WFH
The merits of working from home, and how we can move towards greater employer/employee trust.
If you’re one of the people fortunate enough to still have a job, you may be part of the 50% who recently made the move to remote work. As with any widespread business trend - especially one pumped by Facebook - there’s been a lot of hemming and hawing over the trend’s merits.
The impetus for this (inaugural!!) edition of this newsletter was the recently published article - not editorial - The Long, Unhappy History of Working from Home in the NYT. The article greets us with the subhead:
As the coronavirus keeps spreading, employers are convinced remote work has a bright future. Decades of setbacks suggest otherwise.
The author states anecdotally that remote workers feel marginalized relative to their in-person peers, causing them to be less loyal to their employers. He attempts to strengthen the point by sharing data from a survey showing that 54% of remote workers feel ‘less connected to their company’.
This data would be alarming if most people worked for the WHO, developing the covid vaccine and were on the precipice of quitting without warning. Instead, let’s investigate what work actually looks like for a majority of people in the US:
The three largest occupations in the US are all low wage jobs, bereft of health insurance.
Worker productivity has increased dramatically since 1980, all while wages have remained nearly flat. We’re producing more of everything at a lower cost and getting paid less to do so (since the US’ largest two industries by GDP contribution are information and professional services, it’s safe to say this pay gap is inclusive of the many who have switched to remote working).
(Source: https://www.epi.org/productivity-pay-gap/, annotation my own)
53% of US employees are ‘disengaged’ at work
Snuggling the two data points warmly together is universal at-will employment.
Reflecting back on feeling marginalized at work and less connected to one’s company, what do those emotions mean in the face of an activity that doesn’t support us, doesn’t pay us commensurate with our production, most of us are cognitively checked out from, and best of all, can cut us loose without warning?
A similar article in the WSJ provides a survey wherein 22.5% of hiring managers, executives, and VPs report that productivity is ‘working poorly’. Unless you count feelings as empirical, there’s nothing to this statistic, save for emotion. It’s the remit of those surveyed executives and VPs to provide employees with the means to be as productive as possible. We don’t show up to work expected to build the desk we use, so why should it be on us to figure out how to increase productivity while working from home? These executives’ fear that if their workers are out of sight, they must be doing something shady.
Most employees are productive between 2 and 4 hours per day. When not in the midst of one of those transcendent hours, being in an office forces you to find less meaningful ways to spend the remaining hours - social media, emailing, checking your phone, perusing the web, making coffee, etc. This wouldn’t matter if we could just leave when we’re done for the day. If we weren’t so used to calling it work, it would be known as captivity. Remote work, while not eliminating distractions, allows us to intersperse our actual lives with work - do laundry, tidy the house, handle personal finances, provide family care - when we don’t feel we can immediately contribute to our job. Take away the ~1 hour most of us spend commuting each day, and people’s ownership of their day becomes even greater.
Articles such as this, that present anecdotal fears about lack of productivity, connectedness, and loyalty as fact further reinforce the idea that employers are at risk from their employees. In 2004, Best Buy implemented ROWE (Results Oriented Working Environment) - a policy that let non-store employees work wherever they chose, provided they got their work done. Not only did this engender trust and ownership amongst employees, it got results: employee productivity, well-being, and retention all went up. Upon its dissolution owing to cost-cutting in 2013, Hubert Joly, Best Buy’s executive chairman remarked, “Anyone who has led a team knows that delegation is not always the most effective leadership style.”

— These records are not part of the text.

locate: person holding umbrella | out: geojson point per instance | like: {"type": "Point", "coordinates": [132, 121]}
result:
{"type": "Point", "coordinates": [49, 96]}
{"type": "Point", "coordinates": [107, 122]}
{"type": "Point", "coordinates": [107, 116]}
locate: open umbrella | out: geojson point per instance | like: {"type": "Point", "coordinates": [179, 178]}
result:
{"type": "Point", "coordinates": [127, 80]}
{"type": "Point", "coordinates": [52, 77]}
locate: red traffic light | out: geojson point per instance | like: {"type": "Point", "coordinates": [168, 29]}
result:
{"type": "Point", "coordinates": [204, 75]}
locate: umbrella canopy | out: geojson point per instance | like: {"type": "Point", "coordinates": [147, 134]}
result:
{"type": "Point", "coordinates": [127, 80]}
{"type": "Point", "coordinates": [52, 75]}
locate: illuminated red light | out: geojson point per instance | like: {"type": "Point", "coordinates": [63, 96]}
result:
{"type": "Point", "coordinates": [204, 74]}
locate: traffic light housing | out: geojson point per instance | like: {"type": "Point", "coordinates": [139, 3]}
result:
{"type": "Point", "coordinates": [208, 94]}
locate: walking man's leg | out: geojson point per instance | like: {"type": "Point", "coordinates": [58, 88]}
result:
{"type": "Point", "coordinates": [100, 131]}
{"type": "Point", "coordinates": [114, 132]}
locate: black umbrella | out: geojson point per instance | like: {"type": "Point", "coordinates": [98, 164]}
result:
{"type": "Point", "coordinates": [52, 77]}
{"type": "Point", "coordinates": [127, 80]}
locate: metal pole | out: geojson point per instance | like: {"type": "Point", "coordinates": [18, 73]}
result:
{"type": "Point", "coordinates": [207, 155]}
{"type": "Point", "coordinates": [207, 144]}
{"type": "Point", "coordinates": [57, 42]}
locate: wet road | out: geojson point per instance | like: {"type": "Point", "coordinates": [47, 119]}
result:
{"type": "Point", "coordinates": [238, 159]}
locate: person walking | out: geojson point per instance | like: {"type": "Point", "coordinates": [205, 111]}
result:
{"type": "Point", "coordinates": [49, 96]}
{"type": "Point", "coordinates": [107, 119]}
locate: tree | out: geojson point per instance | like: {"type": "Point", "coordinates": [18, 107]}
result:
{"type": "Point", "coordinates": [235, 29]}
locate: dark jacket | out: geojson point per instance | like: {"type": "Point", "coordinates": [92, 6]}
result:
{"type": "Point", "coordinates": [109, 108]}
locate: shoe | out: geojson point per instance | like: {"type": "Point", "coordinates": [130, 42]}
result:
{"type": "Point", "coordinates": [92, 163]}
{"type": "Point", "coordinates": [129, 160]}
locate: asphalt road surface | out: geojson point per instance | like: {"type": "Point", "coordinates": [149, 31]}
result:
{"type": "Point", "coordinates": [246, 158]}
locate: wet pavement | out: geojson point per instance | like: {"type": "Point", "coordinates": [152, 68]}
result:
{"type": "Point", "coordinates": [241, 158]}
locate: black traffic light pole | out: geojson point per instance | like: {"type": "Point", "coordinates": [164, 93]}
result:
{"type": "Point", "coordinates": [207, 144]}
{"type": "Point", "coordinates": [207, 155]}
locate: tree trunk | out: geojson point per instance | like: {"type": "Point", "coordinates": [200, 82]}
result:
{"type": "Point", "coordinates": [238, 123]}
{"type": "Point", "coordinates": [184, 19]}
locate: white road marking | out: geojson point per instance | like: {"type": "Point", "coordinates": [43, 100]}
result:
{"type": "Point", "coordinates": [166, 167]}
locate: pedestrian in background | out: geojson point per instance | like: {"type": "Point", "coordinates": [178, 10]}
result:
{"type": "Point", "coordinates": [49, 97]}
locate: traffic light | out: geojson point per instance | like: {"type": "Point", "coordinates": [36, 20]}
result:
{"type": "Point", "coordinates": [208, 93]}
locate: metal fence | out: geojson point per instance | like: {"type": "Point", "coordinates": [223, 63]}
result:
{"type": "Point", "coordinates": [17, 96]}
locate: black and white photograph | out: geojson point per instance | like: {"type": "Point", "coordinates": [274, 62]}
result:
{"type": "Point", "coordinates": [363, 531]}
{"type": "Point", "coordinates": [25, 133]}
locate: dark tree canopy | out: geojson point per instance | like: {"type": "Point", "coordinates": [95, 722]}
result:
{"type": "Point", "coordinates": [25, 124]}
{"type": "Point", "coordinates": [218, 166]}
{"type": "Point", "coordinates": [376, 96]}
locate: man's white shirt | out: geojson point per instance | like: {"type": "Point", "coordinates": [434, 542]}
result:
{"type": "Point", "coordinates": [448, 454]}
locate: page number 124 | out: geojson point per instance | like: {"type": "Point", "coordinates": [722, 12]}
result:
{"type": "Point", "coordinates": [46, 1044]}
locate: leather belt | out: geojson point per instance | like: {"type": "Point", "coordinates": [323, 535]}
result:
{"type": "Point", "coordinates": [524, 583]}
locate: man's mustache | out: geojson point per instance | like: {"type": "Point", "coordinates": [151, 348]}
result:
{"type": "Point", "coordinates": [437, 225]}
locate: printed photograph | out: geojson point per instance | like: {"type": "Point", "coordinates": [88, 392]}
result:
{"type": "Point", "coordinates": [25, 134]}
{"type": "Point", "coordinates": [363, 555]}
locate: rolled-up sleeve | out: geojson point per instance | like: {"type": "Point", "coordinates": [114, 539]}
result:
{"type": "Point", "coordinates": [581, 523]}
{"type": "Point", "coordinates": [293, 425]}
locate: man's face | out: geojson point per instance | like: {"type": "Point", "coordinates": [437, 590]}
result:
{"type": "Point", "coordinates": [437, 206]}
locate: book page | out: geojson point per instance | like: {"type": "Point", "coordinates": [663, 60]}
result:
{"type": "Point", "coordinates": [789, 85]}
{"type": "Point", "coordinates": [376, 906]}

By hiring someone to fix your plumbing, you’re delegating the task of fixing your plumbing to someone who knows what they’re doing. As the homeowner you may not know how plumbing works, but you know your house better than anyone and that ultimately it must function correctly. Trust is tacit here, yet essential: in exchange for compensation, the plumber will leave your home with your plumbing fixed and you can move on to other tasks you are actually capable of completing. Take away trust and the alternative is you standing over the plumber, assuring that between your fleeting glances at their glistening buttcrack, they screw and unscrew the pipes in such a way that your toilets work when you’re done watching and they’re done fixing - with none of those other tasks getting checked off the list.
Instead of reinforcing old fears about supervision and its relationship to productivity, this current moment could be used to orient work to a culture of trust and empowerment. By taking offices out of the equation, work begins to more equitably resemble what it really is - a transaction.
Song of the post (starting this off with my most listened to song of 2019):
The author does a great job of detailing how baseless the idea of WFH is a negative rather than a positive. Allowing people freedom and time will build connectedness, and increase productivity, a message that needs to be communicated far and wide. Being held captive (love the author’s sarcastic wit) does not foster or promote innovation, creativity, or best use of time! Thanks for a thoughtful piece.